Technological advances have brought audio recording a long way over the past several decades, but, as with so many things, microphone recording is limited by the very technology that has pushed it forward. In this particular case, that limit is the diaphragm that converts sound into electrical signals by measuring vibrations made by incoming sound waves. Because each diaphragm has its own characteristics, all microphones are not created equal; and because the sound waves are converted by these diaphragms, there is always some degree of mechanical interference with the sound.
Enter digital audio innovator David Schwartz’s Laser-Accurate microphone. Using a laser to measure the deflections that sound waves make as they travel through a steady stream of smoke, this wholly new type of mike eliminates virtually all mechanical interference with the sound. That means crisper recordings, and more consistent sound quality coming out of the studio, though right now the device is still but a rough prototype in the lab.
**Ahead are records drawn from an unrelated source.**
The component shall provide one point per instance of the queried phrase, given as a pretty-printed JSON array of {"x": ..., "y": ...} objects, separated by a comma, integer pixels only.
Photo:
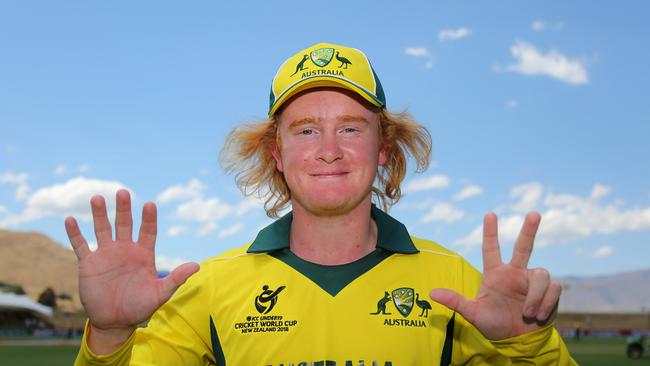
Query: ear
[
  {"x": 278, "y": 158},
  {"x": 382, "y": 155}
]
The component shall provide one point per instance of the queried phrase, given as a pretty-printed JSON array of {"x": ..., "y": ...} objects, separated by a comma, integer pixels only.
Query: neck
[{"x": 333, "y": 240}]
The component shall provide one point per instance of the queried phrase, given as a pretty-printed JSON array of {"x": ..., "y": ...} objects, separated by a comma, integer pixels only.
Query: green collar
[{"x": 391, "y": 234}]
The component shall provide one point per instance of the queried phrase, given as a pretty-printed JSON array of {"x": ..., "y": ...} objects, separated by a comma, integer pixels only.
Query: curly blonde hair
[{"x": 247, "y": 153}]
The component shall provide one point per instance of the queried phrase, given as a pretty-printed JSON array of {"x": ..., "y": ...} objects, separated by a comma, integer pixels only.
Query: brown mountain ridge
[{"x": 35, "y": 262}]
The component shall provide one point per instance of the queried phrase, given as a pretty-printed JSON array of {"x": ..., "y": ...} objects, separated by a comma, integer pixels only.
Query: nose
[{"x": 329, "y": 150}]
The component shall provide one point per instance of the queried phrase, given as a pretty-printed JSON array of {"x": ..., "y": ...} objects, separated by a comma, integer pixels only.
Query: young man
[{"x": 335, "y": 282}]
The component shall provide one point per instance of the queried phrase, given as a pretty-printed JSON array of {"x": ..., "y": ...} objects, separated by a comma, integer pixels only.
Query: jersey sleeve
[
  {"x": 177, "y": 334},
  {"x": 470, "y": 347}
]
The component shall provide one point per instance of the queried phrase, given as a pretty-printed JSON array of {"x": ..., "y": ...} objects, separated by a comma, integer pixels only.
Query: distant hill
[
  {"x": 36, "y": 262},
  {"x": 622, "y": 292}
]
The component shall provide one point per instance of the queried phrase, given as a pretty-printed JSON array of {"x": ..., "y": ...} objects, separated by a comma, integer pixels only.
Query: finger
[
  {"x": 149, "y": 226},
  {"x": 548, "y": 307},
  {"x": 455, "y": 302},
  {"x": 79, "y": 244},
  {"x": 179, "y": 275},
  {"x": 123, "y": 219},
  {"x": 103, "y": 231},
  {"x": 538, "y": 281},
  {"x": 491, "y": 250},
  {"x": 524, "y": 243}
]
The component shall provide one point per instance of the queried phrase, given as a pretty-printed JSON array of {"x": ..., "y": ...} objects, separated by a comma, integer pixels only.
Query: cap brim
[{"x": 323, "y": 81}]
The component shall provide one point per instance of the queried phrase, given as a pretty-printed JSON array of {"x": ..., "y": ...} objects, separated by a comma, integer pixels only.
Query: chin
[{"x": 337, "y": 206}]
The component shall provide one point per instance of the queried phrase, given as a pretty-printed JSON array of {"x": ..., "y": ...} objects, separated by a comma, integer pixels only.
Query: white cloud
[
  {"x": 538, "y": 25},
  {"x": 203, "y": 210},
  {"x": 60, "y": 169},
  {"x": 529, "y": 195},
  {"x": 192, "y": 190},
  {"x": 230, "y": 231},
  {"x": 20, "y": 180},
  {"x": 509, "y": 227},
  {"x": 417, "y": 51},
  {"x": 566, "y": 217},
  {"x": 66, "y": 199},
  {"x": 443, "y": 212},
  {"x": 599, "y": 191},
  {"x": 530, "y": 61},
  {"x": 176, "y": 230},
  {"x": 467, "y": 192},
  {"x": 427, "y": 183},
  {"x": 603, "y": 251},
  {"x": 167, "y": 264},
  {"x": 453, "y": 34}
]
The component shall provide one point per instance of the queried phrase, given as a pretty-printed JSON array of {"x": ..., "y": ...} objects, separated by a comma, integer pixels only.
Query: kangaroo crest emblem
[
  {"x": 322, "y": 56},
  {"x": 403, "y": 300}
]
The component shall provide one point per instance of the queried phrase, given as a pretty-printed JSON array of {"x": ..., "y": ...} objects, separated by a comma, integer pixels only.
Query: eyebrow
[
  {"x": 350, "y": 118},
  {"x": 301, "y": 121},
  {"x": 342, "y": 118}
]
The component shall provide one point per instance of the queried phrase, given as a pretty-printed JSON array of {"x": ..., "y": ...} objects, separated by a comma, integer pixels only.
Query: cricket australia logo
[
  {"x": 265, "y": 302},
  {"x": 322, "y": 56},
  {"x": 403, "y": 300}
]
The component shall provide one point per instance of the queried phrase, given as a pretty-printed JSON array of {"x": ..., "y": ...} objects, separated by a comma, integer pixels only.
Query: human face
[{"x": 329, "y": 150}]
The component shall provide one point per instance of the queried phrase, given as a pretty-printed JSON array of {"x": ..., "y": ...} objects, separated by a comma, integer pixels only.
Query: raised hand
[
  {"x": 118, "y": 283},
  {"x": 513, "y": 299}
]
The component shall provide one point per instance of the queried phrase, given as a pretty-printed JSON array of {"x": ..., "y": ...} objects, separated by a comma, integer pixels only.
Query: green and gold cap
[{"x": 326, "y": 64}]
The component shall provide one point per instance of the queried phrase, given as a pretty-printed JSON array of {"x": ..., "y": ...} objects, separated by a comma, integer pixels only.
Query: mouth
[{"x": 329, "y": 174}]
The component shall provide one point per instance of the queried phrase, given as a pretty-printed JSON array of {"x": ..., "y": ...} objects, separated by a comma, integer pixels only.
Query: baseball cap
[{"x": 326, "y": 64}]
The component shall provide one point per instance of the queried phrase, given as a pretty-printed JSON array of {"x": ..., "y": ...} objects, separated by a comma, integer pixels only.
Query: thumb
[
  {"x": 179, "y": 275},
  {"x": 454, "y": 301}
]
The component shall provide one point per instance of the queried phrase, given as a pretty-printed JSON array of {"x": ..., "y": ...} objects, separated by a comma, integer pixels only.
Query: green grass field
[{"x": 587, "y": 351}]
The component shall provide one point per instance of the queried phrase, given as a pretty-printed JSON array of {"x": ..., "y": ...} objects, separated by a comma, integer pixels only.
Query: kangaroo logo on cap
[{"x": 322, "y": 56}]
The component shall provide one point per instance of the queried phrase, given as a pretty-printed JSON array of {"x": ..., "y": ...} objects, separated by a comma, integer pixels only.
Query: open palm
[{"x": 118, "y": 283}]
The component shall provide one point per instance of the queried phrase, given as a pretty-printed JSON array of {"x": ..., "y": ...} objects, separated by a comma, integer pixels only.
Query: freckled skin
[{"x": 329, "y": 150}]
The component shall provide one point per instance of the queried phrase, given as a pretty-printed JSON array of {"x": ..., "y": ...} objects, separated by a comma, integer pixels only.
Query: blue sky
[{"x": 532, "y": 106}]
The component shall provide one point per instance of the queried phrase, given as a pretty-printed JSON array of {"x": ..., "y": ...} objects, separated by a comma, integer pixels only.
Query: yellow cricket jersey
[{"x": 261, "y": 305}]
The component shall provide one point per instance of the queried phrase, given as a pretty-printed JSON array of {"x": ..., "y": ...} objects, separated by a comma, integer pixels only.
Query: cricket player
[{"x": 337, "y": 280}]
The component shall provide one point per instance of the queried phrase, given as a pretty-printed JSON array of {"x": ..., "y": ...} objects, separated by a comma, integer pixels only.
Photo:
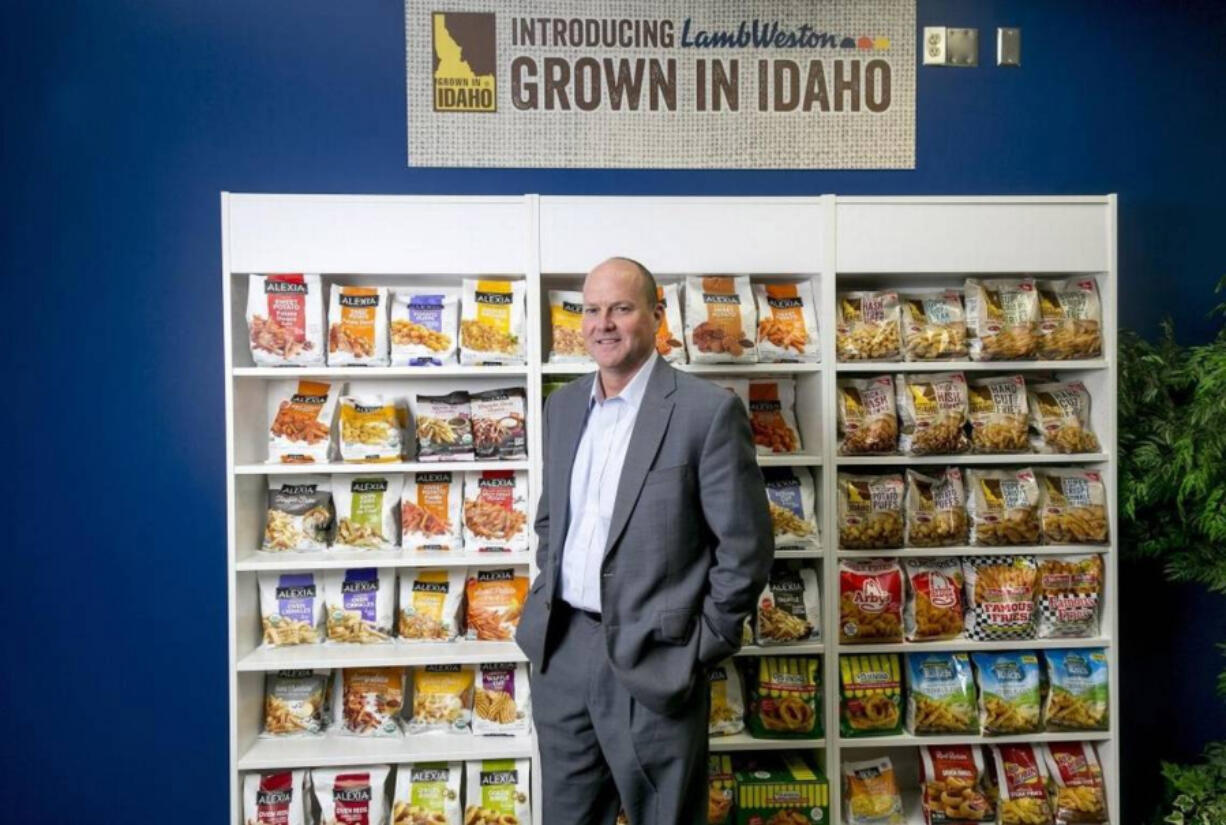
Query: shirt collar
[{"x": 633, "y": 391}]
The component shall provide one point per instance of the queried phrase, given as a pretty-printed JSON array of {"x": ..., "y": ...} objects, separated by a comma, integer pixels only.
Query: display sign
[{"x": 663, "y": 83}]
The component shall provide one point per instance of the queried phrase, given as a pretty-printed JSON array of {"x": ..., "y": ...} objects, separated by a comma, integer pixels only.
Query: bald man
[{"x": 655, "y": 539}]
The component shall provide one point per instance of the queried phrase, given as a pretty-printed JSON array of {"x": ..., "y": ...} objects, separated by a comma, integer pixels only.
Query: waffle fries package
[
  {"x": 443, "y": 699},
  {"x": 500, "y": 703},
  {"x": 1021, "y": 786},
  {"x": 299, "y": 514},
  {"x": 1001, "y": 597},
  {"x": 427, "y": 793},
  {"x": 1059, "y": 417},
  {"x": 357, "y": 326},
  {"x": 358, "y": 604},
  {"x": 790, "y": 494},
  {"x": 721, "y": 785},
  {"x": 430, "y": 509},
  {"x": 934, "y": 410},
  {"x": 934, "y": 600},
  {"x": 787, "y": 323},
  {"x": 933, "y": 326},
  {"x": 727, "y": 712},
  {"x": 275, "y": 798},
  {"x": 868, "y": 422},
  {"x": 869, "y": 601},
  {"x": 365, "y": 511},
  {"x": 936, "y": 508},
  {"x": 871, "y": 695},
  {"x": 1069, "y": 596},
  {"x": 1077, "y": 779},
  {"x": 869, "y": 511},
  {"x": 424, "y": 326},
  {"x": 444, "y": 427},
  {"x": 285, "y": 320},
  {"x": 492, "y": 321},
  {"x": 351, "y": 796},
  {"x": 372, "y": 429},
  {"x": 368, "y": 701},
  {"x": 998, "y": 414},
  {"x": 871, "y": 793},
  {"x": 1070, "y": 319},
  {"x": 785, "y": 698},
  {"x": 293, "y": 703},
  {"x": 498, "y": 427},
  {"x": 291, "y": 608},
  {"x": 1003, "y": 506},
  {"x": 720, "y": 320},
  {"x": 497, "y": 792},
  {"x": 495, "y": 600},
  {"x": 772, "y": 416},
  {"x": 1073, "y": 506},
  {"x": 1009, "y": 693},
  {"x": 940, "y": 694},
  {"x": 868, "y": 326},
  {"x": 1002, "y": 318},
  {"x": 788, "y": 608},
  {"x": 670, "y": 332},
  {"x": 1077, "y": 695},
  {"x": 495, "y": 510},
  {"x": 300, "y": 414},
  {"x": 951, "y": 780},
  {"x": 567, "y": 327},
  {"x": 430, "y": 603}
]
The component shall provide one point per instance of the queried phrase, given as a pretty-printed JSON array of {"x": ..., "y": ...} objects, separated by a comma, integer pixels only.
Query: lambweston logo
[{"x": 465, "y": 55}]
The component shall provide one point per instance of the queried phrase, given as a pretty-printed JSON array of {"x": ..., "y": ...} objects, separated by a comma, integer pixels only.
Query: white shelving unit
[{"x": 839, "y": 243}]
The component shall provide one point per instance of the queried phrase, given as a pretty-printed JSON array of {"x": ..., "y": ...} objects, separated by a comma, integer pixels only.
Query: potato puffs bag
[
  {"x": 1009, "y": 691},
  {"x": 1077, "y": 696},
  {"x": 940, "y": 694}
]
Schwartz, the inventor of the mp3 format, is no stranger to pushing the technological envelope, but in this case the mechanics of his device are fairly simple and derived from existing technologies. A steady stream of smoke passes through a cylinder with holes drilled near the top where sound waves can enter. Intersecting the point where sound meets smoke is a laser beam that can detect movements in the individual smoke particles. As the particles are nearly weightless, they will more closely form to the original sound waves than an electronic diaphragm will. And presto: better sound quality, better consistency.
Naturally, as you can see from the videos, Kanye won’t be snatching a hand-held version of this technology from anyone for quite a while. But for studio recording, the concept is quite feasible. Schwartz hopes to show off a second, better-sounding prototype next month.